Jhao-Lin Fu, Kuei-Yang Hsiao, Hsiu-Chi Lee, Wan-Ning Li, Ning Chang, Meng-Hsing Wu, Shaw-Jenq Tsai
Abstract
Study question: How does hypoxia-mediated downregulation of chicken ovalbumin upstream promoter-transcription factor II (COUP-TFII) promote angiogenesis in endometriosis?
Summary answer: Suppression of COUP-TFII by hypoxia stimulates angiogenesis through induction of angiogenin (ANG).
What is known already: The level of COUP-TFII is downregulated in endometriotic tissues, and downregulation of COUP-TFII contributes to the development of endometriosis.
Study design, size, duration: Twenty-seven patients of reproductive age with endometriosis were recruited in this study. Eutopic endometrial and ectopic endometriotic stromal cells were isolated, cultured and subjected to various treatments.
Participants/materials, setting, methods: Microarray hybridization, quantitative RT-PCR, and Western blot were used to detect gene expression in normal and endometriotic samples. A luciferase reporter assay and chromatin immunoprecipitation in normoxia- or hypoxia-treated primary cultures of human endometrial stromal cells were performed. Tube formation analysis was performed using primary human umbilical vein endothelial cells (HUVECs).
Main results and the role of chance: Protein level of COUP-TFII was downregulated by hypoxia (P < 0.05, normoxia versus hypoxia). Loss of COUP-TFII increased the angiogenic capacity of endometrial stromal cells (P < 0.05, COUP-TFII knockdown versus knockdown control). A novel COUP-TFII target gene, ANG, was identified through microarray analysis. Chromatin immunoprecipitation and promoter activity assays demonstrated that the ANG promoter was bound and suppressed by COUP-TFII (P < 0.05, COUP-TFII overexpression versus empty vector). The levels of ANG mRNA and protein were elevated in ectopic endometriotic stromal cells and negatively correlated with COUP-TFII (P < 0.05, endometrial versus endometriotic tissues/stromal cells). Both knockdown and forced-expression of COUP-TFII further demonstrated that ANG expression and ANG-mediated angiogenic activity were negatively regulated by COUP-TFII (P < 0.05, COUP-TFII knockdown versus knockdown control, and COUP-TFII overexpression versus empty vector).

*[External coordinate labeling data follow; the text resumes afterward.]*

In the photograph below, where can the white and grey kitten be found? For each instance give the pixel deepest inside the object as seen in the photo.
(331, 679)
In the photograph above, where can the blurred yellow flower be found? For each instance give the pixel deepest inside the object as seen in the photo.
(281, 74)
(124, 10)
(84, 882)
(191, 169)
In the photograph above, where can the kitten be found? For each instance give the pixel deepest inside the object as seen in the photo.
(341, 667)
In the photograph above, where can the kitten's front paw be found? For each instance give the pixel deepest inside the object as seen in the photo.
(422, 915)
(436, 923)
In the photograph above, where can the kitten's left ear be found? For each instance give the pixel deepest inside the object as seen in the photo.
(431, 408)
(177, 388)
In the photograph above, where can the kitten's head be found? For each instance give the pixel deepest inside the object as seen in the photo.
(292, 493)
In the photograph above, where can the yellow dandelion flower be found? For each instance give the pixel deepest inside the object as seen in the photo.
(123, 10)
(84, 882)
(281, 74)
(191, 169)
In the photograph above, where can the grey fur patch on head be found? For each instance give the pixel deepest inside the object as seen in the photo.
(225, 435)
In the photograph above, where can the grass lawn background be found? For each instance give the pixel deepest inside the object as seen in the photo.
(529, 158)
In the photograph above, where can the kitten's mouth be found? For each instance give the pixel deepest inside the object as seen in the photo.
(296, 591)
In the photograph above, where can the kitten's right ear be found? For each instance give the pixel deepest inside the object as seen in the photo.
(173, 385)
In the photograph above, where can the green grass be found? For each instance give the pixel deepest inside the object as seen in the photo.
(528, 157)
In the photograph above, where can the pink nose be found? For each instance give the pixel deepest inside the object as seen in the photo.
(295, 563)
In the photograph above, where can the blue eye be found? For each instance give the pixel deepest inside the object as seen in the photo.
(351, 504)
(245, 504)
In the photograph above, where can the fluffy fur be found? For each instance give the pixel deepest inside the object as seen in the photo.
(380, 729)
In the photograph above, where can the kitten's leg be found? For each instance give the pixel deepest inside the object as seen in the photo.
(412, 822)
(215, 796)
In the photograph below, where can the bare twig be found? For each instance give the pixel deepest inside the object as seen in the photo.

Limitations, reasons for caution: This study was conducted in primary human endometrial stromal cell cultures and HUVECs, therefore, may not fully reflect the situation in vivo.
Large scale data: The raw data were submitted to Gene Expression Omnibus (GSE107469).
Wider implications of the findings: This is the first study to highlight that the aberrant expression of ANG in endometriotic lesions is mediated by hypoxia-suppressed COUP-TFII expression, which reveals an as yet unidentified molecular pathogenesis of endometriosis.
Study funding/competing interest(s): This work was supported by research grants (MOST 105-2314-B-006-059-MY3 to M.H.W. and MOST 104-2320-B-006-036-MY3 to S.J.T.) from the Ministry of Science and Technology, Taiwan. The authors declare that there is no conflict of interest.
Keywords: COUP-TFII; angiogenesis; angiogenin; chromatin immunoprecipitation PCR; endometriosis; hypoxia; nuclear receptor subfamily 2 group F member 2; promoter activity assay; transcriptional repression.
Hum Reprod. 2018 Aug 1;33(8):1517-1527. doi: 10.1093/humrep/dey220. PMID: 29982401.